Living with low carbon technologies: an agenda for sharing and comparing qualitative energy research
© 2015, Elsevier. Licensed under the Creative Commons Attribution-NonCommercial-NoDerivatives 4.0 International http://creativecommons.org/licenses/by-nc-nd/4.0/
Reason for embargo
Policies to reduce the carbon intensity of domestic living place considerable emphasis on the diffusion of low(er) carbon technologies - from microgeneration to an array of feedback and monitoring devices. These efforts presume that low carbon technologies (LCTs) will be accepted and integrated into domestic routines in the ways intended by their designers.
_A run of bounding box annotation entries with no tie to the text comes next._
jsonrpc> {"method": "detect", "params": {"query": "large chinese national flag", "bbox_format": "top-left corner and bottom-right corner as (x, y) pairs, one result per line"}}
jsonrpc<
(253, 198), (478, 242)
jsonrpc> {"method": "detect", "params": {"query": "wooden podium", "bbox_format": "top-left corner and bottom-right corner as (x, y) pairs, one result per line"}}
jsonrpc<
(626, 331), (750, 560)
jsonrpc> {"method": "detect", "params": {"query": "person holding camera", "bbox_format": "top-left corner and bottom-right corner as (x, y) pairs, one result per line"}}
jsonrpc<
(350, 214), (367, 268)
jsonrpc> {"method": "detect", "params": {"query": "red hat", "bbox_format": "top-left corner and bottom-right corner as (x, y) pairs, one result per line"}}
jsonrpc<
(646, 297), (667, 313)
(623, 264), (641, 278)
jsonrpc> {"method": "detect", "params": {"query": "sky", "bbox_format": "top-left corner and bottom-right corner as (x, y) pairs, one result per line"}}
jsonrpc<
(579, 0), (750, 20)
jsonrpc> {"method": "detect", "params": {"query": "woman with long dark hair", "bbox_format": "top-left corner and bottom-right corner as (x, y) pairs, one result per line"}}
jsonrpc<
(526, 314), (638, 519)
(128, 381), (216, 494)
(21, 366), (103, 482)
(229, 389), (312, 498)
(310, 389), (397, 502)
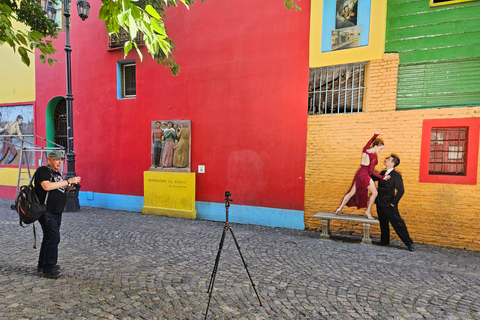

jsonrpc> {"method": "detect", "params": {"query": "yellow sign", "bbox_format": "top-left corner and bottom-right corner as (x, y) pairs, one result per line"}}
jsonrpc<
(142, 171), (197, 219)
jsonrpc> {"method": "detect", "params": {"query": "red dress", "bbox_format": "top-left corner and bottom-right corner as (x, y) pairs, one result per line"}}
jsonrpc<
(347, 134), (384, 209)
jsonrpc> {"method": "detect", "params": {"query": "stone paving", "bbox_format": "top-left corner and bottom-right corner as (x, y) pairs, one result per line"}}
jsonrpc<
(0, 200), (480, 319)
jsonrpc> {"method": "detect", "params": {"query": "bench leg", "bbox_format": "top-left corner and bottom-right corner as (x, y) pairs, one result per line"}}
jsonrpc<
(322, 219), (330, 238)
(362, 223), (372, 244)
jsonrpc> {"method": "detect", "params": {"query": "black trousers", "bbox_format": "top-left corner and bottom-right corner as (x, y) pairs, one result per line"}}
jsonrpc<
(377, 204), (413, 246)
(38, 212), (62, 272)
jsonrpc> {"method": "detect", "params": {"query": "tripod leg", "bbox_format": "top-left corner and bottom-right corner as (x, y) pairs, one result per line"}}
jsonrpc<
(229, 227), (262, 305)
(205, 226), (227, 319)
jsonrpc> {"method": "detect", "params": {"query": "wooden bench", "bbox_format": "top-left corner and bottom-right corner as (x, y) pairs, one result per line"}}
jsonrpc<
(313, 212), (379, 244)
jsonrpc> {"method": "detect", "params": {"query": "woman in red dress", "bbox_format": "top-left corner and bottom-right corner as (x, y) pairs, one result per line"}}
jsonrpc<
(335, 130), (390, 219)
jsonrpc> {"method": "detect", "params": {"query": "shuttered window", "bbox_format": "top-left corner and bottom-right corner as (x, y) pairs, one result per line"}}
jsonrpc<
(397, 59), (480, 109)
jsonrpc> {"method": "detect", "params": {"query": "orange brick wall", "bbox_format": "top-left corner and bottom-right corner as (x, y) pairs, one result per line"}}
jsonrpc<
(305, 54), (480, 251)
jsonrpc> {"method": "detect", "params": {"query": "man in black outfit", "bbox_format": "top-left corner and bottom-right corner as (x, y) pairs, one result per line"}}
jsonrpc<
(372, 154), (415, 251)
(35, 150), (80, 279)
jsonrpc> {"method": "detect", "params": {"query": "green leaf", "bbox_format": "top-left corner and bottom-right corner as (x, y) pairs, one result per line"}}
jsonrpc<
(18, 47), (30, 66)
(128, 16), (138, 39)
(150, 19), (165, 35)
(145, 5), (160, 19)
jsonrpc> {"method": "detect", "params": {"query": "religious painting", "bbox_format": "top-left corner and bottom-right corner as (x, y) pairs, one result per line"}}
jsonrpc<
(0, 104), (35, 165)
(332, 26), (361, 51)
(150, 120), (191, 172)
(335, 0), (358, 29)
(321, 0), (371, 52)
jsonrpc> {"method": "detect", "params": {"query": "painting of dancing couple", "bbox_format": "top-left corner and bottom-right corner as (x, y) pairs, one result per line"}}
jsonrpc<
(151, 120), (190, 171)
(335, 130), (414, 251)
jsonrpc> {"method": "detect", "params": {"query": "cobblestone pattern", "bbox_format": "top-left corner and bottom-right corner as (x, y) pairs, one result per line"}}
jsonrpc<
(0, 200), (480, 320)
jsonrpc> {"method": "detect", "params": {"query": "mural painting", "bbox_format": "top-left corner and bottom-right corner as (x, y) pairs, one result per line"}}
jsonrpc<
(150, 120), (191, 172)
(0, 105), (34, 165)
(322, 0), (371, 52)
(335, 0), (358, 29)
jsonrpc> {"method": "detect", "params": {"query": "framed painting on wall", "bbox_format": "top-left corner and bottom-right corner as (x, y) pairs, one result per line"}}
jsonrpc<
(150, 120), (191, 172)
(430, 0), (473, 7)
(321, 0), (371, 52)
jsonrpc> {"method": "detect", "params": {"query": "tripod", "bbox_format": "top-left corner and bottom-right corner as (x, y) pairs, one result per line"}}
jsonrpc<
(205, 191), (262, 319)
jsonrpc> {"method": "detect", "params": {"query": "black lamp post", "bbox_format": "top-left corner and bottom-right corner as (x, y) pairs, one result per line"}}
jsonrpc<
(43, 0), (90, 212)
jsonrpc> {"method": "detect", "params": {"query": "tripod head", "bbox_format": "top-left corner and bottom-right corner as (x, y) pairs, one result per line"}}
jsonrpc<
(225, 191), (233, 208)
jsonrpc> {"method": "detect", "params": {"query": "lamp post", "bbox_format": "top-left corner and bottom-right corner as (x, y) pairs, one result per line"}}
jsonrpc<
(43, 0), (90, 212)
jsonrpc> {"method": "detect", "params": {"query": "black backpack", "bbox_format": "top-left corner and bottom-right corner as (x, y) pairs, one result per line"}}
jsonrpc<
(12, 172), (48, 249)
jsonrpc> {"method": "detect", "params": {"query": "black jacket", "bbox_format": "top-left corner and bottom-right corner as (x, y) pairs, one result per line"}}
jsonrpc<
(371, 169), (405, 207)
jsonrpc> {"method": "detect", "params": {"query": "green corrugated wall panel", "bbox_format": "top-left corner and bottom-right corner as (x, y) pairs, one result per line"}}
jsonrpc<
(388, 18), (480, 42)
(397, 59), (480, 109)
(385, 0), (480, 64)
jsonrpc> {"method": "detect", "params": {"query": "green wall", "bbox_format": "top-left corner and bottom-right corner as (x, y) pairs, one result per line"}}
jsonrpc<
(385, 0), (480, 64)
(385, 0), (480, 109)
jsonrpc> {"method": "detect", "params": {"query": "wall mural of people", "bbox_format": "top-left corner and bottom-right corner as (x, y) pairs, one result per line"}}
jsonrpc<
(151, 120), (191, 171)
(335, 0), (358, 29)
(0, 105), (34, 165)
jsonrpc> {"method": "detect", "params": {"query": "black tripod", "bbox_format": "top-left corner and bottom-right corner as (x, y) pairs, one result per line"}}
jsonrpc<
(205, 191), (262, 319)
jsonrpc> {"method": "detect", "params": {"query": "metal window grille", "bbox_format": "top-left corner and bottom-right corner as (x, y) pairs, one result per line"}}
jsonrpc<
(122, 63), (137, 98)
(308, 62), (367, 115)
(429, 127), (468, 175)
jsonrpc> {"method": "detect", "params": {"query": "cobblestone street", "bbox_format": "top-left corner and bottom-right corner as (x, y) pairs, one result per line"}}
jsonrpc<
(0, 200), (480, 319)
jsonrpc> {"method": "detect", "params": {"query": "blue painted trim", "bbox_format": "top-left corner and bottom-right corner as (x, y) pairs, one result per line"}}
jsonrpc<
(78, 191), (144, 212)
(195, 201), (305, 230)
(78, 191), (305, 230)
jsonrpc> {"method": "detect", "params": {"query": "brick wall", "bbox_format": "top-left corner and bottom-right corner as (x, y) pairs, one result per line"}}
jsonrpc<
(305, 54), (480, 251)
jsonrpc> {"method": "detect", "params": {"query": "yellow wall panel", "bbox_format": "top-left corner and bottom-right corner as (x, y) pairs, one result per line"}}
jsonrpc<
(309, 0), (387, 68)
(0, 21), (35, 103)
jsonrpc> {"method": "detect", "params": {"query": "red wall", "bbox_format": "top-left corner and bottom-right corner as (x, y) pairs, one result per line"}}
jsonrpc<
(36, 0), (309, 210)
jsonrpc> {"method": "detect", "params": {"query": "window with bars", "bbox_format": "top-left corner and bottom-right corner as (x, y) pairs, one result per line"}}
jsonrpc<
(117, 60), (137, 99)
(428, 127), (468, 175)
(308, 62), (367, 115)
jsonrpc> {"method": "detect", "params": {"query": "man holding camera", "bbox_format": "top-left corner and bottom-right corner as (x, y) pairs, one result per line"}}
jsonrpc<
(35, 150), (80, 279)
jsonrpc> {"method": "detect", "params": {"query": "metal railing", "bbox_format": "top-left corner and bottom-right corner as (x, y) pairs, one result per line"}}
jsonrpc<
(1, 134), (65, 194)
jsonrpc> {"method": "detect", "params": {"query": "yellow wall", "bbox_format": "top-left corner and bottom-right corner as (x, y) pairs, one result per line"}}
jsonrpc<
(0, 21), (35, 103)
(305, 54), (480, 251)
(309, 0), (387, 68)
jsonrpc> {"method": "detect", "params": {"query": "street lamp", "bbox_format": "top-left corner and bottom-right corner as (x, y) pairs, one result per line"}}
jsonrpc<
(41, 0), (90, 212)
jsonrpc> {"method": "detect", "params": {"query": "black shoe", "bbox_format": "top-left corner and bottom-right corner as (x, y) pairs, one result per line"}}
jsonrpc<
(42, 269), (62, 279)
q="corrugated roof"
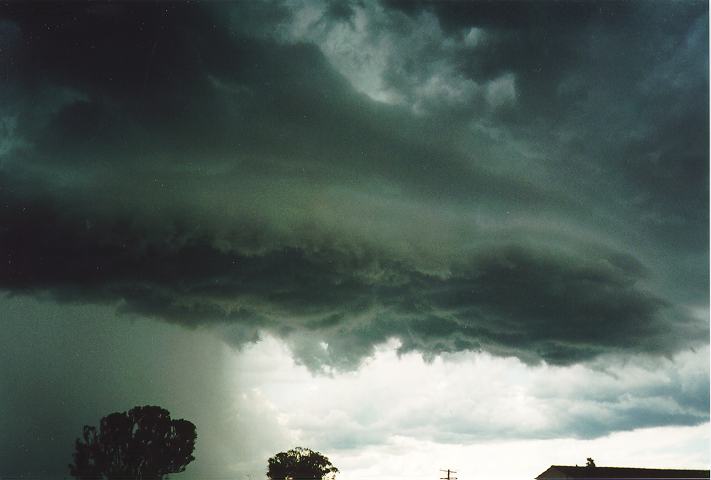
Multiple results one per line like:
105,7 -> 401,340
536,465 -> 709,480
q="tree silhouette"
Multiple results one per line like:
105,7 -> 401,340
69,405 -> 197,480
267,447 -> 338,480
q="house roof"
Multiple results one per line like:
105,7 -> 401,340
536,465 -> 709,480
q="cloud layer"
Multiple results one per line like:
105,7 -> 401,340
0,2 -> 708,369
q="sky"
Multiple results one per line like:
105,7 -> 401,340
0,0 -> 710,480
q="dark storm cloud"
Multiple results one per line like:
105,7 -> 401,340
0,182 -> 701,367
0,3 -> 708,368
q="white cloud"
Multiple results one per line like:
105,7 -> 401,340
229,337 -> 708,480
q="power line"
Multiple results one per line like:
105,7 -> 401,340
439,469 -> 457,480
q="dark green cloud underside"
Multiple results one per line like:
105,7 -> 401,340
0,2 -> 708,368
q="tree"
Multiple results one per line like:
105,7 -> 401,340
69,405 -> 197,480
267,447 -> 338,480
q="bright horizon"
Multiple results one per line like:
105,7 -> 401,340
0,0 -> 711,480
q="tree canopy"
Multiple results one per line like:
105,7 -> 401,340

This study contributes to an emerging qualitative energy research (QER) literature by deploying an analytical approach that explores comparison of data from two UK projects ('Carbon, Comfort and Control' and 'Conditioning Demand') concerned, in broad terms, with householder interactions with LCTs - primarily associated with the production and maintenance of thermal comfort. In-depth, and in many cases repeat, interviews were conducted in a total of 18 households where devices such as heat pumps and thermal feedback lamps had recently been installed. We discuss this comparative process and how a reflexive reading of notions of (and strategies associated with) credibility, transferability, dependability and confirmablity enabled new ways of working and thinking with existing data. We conclude by highlighting the contrasts, conflicts, but also creativities raised by drawing these connections, and consider implications for methodologies associated with qualitative energy research.